I have two Paphs. with Hsinying in the cross. My wife looked at one of the tags and said what's this and I did'nt know how pronounce it "HELP". Jim.


----------



## NYEric (Oct 17, 2007)

Looks like "sin-ying", it's a nursery.


----------



## kentuckiense (Oct 17, 2007)

NYEric said:


> Looks like "sin-ying", it's a nursery.



Yep, that's how I always figured it was pronounced. I don't really have any idea, though.


----------



## Hien (Oct 17, 2007)

Taiwanese cross.


----------



## jblanford (Oct 17, 2007)

Thank You.


----------



## littlefrog (Oct 17, 2007)

I've always pronounced it kind of like 'shh'. So 'shinying'. I don't know if that is right or not, I may have misunderstood the chinese grad student who was trying to teach me. I don't have an ear for chinese, as much as I try.


----------



## NYEric (Oct 17, 2007)

I can pronounce it but it's easiest to spell it out phonetically so the gwuy-low can pronounce it.


----------



## MoreWater (Oct 17, 2007)

NYEric said:


> gwuy-low



:rollhappy:

There he goes, brandishing his superiority again.


----------



## NYEric (Oct 17, 2007)

MoreWater said:


> :rollhappy:
> 
> There he goes, brandishing his superiority again.

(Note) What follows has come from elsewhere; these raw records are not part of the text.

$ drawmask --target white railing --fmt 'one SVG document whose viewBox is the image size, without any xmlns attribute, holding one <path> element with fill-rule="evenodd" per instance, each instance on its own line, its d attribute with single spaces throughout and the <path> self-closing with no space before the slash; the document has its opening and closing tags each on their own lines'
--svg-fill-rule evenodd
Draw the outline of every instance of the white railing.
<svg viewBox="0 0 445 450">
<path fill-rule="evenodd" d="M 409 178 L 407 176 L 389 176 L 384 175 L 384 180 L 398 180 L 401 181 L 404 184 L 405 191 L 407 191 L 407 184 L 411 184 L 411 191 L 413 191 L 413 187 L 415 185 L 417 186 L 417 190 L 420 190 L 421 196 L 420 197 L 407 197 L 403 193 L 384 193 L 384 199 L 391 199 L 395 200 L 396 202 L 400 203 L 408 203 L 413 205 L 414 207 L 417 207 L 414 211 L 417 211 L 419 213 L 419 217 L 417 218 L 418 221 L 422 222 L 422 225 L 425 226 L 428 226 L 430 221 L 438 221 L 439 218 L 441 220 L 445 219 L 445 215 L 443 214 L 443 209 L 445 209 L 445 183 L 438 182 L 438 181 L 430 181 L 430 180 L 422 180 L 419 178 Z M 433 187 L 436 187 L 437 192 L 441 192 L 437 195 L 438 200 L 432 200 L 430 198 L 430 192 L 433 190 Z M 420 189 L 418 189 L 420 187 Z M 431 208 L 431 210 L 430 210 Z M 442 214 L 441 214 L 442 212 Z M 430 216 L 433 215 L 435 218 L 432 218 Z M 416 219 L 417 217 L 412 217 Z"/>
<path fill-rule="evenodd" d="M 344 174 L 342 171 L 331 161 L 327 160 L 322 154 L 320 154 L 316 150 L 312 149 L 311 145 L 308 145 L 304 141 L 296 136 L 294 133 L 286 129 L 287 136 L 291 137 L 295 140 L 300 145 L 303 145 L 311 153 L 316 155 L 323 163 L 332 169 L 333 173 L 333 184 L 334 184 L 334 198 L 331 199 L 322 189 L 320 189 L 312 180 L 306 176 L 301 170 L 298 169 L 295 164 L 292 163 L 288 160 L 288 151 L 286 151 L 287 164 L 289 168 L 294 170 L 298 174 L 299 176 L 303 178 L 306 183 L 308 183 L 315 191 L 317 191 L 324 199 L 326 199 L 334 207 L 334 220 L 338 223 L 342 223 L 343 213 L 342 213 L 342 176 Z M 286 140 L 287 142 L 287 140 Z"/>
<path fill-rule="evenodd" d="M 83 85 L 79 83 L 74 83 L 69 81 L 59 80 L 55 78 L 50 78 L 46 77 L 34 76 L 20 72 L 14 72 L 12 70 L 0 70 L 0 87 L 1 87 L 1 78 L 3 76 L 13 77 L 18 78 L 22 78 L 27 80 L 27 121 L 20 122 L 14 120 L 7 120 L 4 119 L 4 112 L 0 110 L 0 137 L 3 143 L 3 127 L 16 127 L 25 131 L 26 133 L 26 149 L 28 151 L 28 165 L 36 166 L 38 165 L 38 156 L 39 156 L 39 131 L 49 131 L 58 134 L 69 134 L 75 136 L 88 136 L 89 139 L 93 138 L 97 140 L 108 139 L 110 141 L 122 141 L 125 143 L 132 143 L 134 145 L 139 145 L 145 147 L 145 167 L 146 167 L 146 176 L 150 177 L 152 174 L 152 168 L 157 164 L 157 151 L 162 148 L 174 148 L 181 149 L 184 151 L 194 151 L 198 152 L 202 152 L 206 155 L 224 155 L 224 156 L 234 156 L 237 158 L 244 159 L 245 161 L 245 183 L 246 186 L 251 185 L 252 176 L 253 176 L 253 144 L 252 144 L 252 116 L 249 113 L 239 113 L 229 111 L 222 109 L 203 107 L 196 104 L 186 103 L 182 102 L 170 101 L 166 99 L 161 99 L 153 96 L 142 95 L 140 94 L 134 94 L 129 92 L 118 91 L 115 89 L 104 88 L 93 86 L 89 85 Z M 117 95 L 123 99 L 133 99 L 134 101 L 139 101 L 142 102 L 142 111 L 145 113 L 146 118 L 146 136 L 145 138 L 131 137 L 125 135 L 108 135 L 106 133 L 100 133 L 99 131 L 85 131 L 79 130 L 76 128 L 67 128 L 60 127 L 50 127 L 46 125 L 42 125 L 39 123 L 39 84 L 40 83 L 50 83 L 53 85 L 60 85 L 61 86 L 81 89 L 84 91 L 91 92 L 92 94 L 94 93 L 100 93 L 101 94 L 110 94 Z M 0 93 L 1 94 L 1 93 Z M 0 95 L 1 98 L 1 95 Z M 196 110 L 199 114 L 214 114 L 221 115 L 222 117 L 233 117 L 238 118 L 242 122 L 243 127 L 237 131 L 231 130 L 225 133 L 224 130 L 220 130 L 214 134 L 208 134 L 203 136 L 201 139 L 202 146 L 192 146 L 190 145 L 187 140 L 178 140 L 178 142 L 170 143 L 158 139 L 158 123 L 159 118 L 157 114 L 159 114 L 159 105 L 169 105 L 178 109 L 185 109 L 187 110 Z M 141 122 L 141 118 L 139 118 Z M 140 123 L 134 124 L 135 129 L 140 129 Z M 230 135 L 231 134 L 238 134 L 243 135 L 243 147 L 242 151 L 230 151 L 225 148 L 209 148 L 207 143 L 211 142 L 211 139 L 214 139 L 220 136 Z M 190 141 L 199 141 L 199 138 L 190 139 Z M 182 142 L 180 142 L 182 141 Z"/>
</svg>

Nope, not superiority connection w/ my mongolian brotha's.


----------



## Paphs_in_Rocks (Oct 17, 2007)

Although my ear for languages is not the best, a Taiwanese colleague pronouces it kind of half-way between sin-ying and shin-ying. The nursery is called Ching Hua Orchids and is located in Hsinying very close to Tainan. Plants with either Hsinying or Ching Hua in their name come from this nursery.
In-Charm Orchids has a nursery in the same general area also and I hope I can make a visit there some time in the not to distant future.


----------